Set-top box interoperability is one way to reduce the power of video service vendor lock-in and make switching providers easier. In the past, control of the conditional access function provided by such set-tops was perceived to be a source of business advantage by cable operators.

All that has started to change with the advent of over-the-top video subscriptions, though, which require no dedicated set-top box, only use of an application which itself supplies the conditional access functions, and then an internet-connected TV or streaming stick.

As the number of global linear video subscriptions grows, shipments of set-top boxes set-top boxes are growing, though. But those boxes are less costly.

Moore’s Law and competition have helped reduce prices for set-top boxes. Service provider profit pressure requires them to get operating costs down, and that includes the cost of customer premises equipment. But it also is the case that set-tops play a smaller role in driving revenue than once was the case.

Set Top Box Price Forecast


source: Technology Futures

These days, revenue growth and profit margins are driven by internet access services, not subscription video or voice. So the value of the set-top also is diminished. That is not to say the box has little value. In fact, Comcast’s X1 boxes supply many functions that add value to the user experience, beyond allowing access to the programming.



source: Technology Futures

Not only have telcos, cable companies, internet service providers and satellite firms become less essential “gatekeepers,” but their roles in the ecosystem as distributors likewise wanes. In an internet ecosystem, once the internet access is in place, each app provider can function without a distributor in the value chain.

And that has business implications for former distributors as well as all app suppliers.

Over time, some distributors will become app providers, altering their roles in the value chain. Moves by Comcast, AT&T and others to become content producers and copyright owners provides a clear example. The role of Peacock owner (Comcast) or HBO Max (AT&T) comes not from the distributor role but from the app provider role.

Functionally, even traditional linear TV subscriptions have become apps. They might be owned by the firm that supplies the internet access, but since that product already can be purchased separately from the internet access, even linear video is functionally an application.

Note the change in distribution once a service evolves from linear to internet delivered: where the service footprint was bound by the franchise areas where a cable company, telco or ISP has access networks, the internet apps can be purchased by anyone with internet access in any country where the app is lawful.

HBO Max, in other words, can be purchased by customers who do not buy AT&T internet access or voice services or mobility services.
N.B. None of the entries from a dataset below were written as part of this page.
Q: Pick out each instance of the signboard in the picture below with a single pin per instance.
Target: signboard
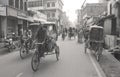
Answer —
(2, 11)
(11, 12)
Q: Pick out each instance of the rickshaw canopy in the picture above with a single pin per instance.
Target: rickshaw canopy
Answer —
(96, 33)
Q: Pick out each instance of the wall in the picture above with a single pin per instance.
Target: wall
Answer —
(4, 2)
(94, 9)
(4, 25)
(107, 26)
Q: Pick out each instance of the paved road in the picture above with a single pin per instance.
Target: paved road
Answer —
(73, 63)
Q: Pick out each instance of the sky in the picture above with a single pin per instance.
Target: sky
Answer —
(70, 6)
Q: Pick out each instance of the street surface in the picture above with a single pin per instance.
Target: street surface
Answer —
(73, 63)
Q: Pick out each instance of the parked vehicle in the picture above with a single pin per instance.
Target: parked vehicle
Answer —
(9, 44)
(47, 46)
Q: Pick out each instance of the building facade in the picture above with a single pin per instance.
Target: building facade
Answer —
(13, 17)
(94, 9)
(52, 8)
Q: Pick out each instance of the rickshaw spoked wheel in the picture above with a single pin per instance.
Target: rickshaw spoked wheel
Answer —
(35, 62)
(57, 52)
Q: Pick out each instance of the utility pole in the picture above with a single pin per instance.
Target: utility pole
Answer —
(82, 9)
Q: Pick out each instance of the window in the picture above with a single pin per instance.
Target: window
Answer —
(16, 3)
(53, 15)
(35, 3)
(48, 15)
(48, 4)
(11, 2)
(53, 4)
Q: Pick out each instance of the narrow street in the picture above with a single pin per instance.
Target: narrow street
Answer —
(73, 63)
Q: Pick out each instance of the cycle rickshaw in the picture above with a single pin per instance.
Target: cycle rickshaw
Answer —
(27, 44)
(95, 40)
(46, 46)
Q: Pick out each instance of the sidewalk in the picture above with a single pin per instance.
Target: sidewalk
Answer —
(110, 65)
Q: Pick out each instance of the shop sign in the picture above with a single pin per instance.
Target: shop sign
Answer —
(2, 11)
(11, 12)
(22, 14)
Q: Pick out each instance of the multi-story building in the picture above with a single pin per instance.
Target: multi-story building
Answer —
(92, 10)
(52, 8)
(13, 16)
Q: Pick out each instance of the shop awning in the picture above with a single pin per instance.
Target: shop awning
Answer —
(30, 19)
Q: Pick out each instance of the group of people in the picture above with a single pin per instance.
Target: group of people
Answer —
(71, 32)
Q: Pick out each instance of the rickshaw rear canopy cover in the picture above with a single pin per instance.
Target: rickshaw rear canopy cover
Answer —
(96, 33)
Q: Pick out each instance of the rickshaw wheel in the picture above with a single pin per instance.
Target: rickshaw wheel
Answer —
(35, 62)
(57, 52)
(22, 52)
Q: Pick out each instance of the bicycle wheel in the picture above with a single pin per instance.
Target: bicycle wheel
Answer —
(35, 62)
(57, 52)
(22, 52)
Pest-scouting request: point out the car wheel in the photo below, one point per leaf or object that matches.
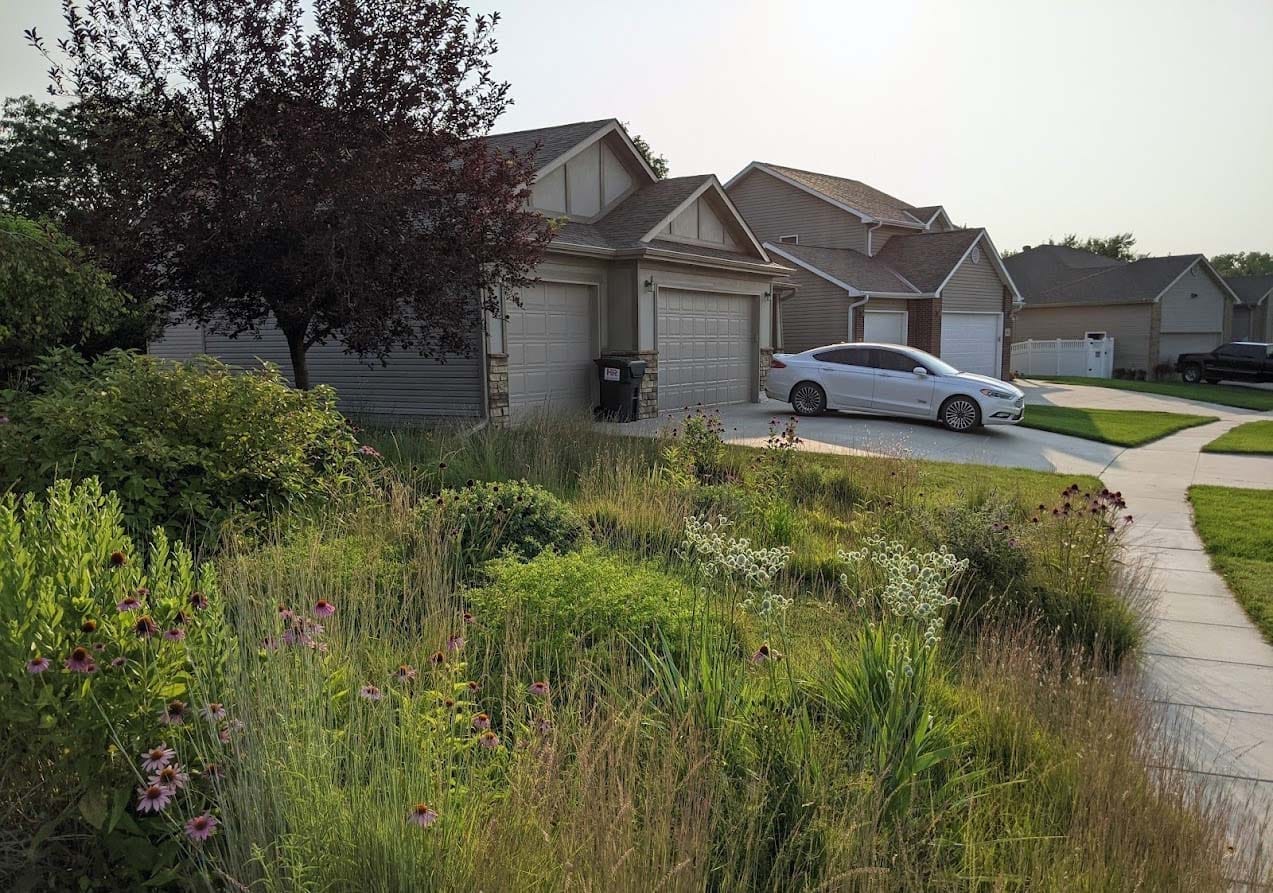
(808, 399)
(960, 413)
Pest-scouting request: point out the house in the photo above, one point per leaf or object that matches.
(1153, 308)
(870, 266)
(666, 270)
(1251, 319)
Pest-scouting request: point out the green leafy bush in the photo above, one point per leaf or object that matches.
(563, 605)
(105, 654)
(185, 446)
(511, 516)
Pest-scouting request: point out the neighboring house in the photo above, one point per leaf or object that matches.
(661, 269)
(1251, 319)
(1153, 308)
(870, 266)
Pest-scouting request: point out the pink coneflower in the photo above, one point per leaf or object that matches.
(157, 757)
(80, 661)
(201, 827)
(423, 814)
(171, 777)
(214, 711)
(153, 798)
(175, 714)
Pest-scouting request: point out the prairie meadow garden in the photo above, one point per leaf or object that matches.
(245, 645)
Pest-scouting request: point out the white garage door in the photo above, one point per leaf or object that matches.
(1171, 344)
(551, 343)
(970, 343)
(707, 348)
(884, 326)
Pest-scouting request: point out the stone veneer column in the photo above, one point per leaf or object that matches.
(497, 389)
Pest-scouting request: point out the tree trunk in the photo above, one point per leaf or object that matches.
(297, 352)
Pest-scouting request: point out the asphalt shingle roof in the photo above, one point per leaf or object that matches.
(1250, 289)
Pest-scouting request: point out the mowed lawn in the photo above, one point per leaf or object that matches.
(1236, 528)
(1253, 437)
(1225, 395)
(1122, 427)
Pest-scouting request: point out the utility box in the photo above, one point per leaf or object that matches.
(620, 387)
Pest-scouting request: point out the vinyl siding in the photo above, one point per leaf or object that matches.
(407, 386)
(1127, 324)
(774, 209)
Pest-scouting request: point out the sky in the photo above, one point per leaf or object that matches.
(1030, 117)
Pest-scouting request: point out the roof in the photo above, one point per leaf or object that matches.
(928, 259)
(1250, 289)
(551, 143)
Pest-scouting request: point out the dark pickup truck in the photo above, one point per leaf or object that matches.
(1236, 361)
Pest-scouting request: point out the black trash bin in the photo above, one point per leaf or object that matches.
(620, 387)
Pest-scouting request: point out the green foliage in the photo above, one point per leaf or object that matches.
(51, 294)
(508, 517)
(565, 605)
(185, 446)
(74, 591)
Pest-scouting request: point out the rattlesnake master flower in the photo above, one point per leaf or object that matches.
(157, 757)
(201, 827)
(423, 814)
(153, 799)
(80, 660)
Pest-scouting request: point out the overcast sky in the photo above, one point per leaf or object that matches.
(1031, 117)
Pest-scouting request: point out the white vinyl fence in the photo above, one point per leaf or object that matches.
(1086, 357)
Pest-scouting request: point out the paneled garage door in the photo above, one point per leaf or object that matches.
(707, 348)
(551, 340)
(970, 343)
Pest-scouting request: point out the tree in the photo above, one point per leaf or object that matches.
(1244, 264)
(329, 178)
(51, 294)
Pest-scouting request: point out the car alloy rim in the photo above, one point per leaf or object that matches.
(807, 399)
(960, 414)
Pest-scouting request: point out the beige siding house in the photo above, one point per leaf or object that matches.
(870, 266)
(1153, 308)
(666, 270)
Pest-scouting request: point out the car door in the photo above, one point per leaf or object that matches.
(848, 377)
(898, 389)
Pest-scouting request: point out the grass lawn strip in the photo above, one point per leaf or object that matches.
(1122, 427)
(1236, 528)
(1225, 395)
(1253, 437)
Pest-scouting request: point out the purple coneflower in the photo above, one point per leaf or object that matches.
(80, 660)
(423, 814)
(157, 757)
(153, 798)
(201, 827)
(214, 711)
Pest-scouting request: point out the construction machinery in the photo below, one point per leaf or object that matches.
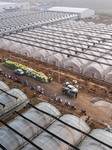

One of the defining attributes of an internet app is that it can be sold or used anywhere internet access is available, and where the app is lawful.

So one obvious implication of any connectivity provider becoming an app provider is that the former geographic bonds are slipped. Voice and video providers using fixed networks need government permission to operate in specific areas, and are not allowed to operate outside those areas.

Over the top services and mobile operators can, in principle, operate nationwide, or internationally, if other governments permit it. In traditional parlance, that means operating outside the franchise area, not just inside the territory where permission to operate is granted.

To be sure, device interoperability is helpful in reducing switching behavior by customers. But other trends--especially the shift to internet delivery--are reducing barriers to switching behavior, in any case.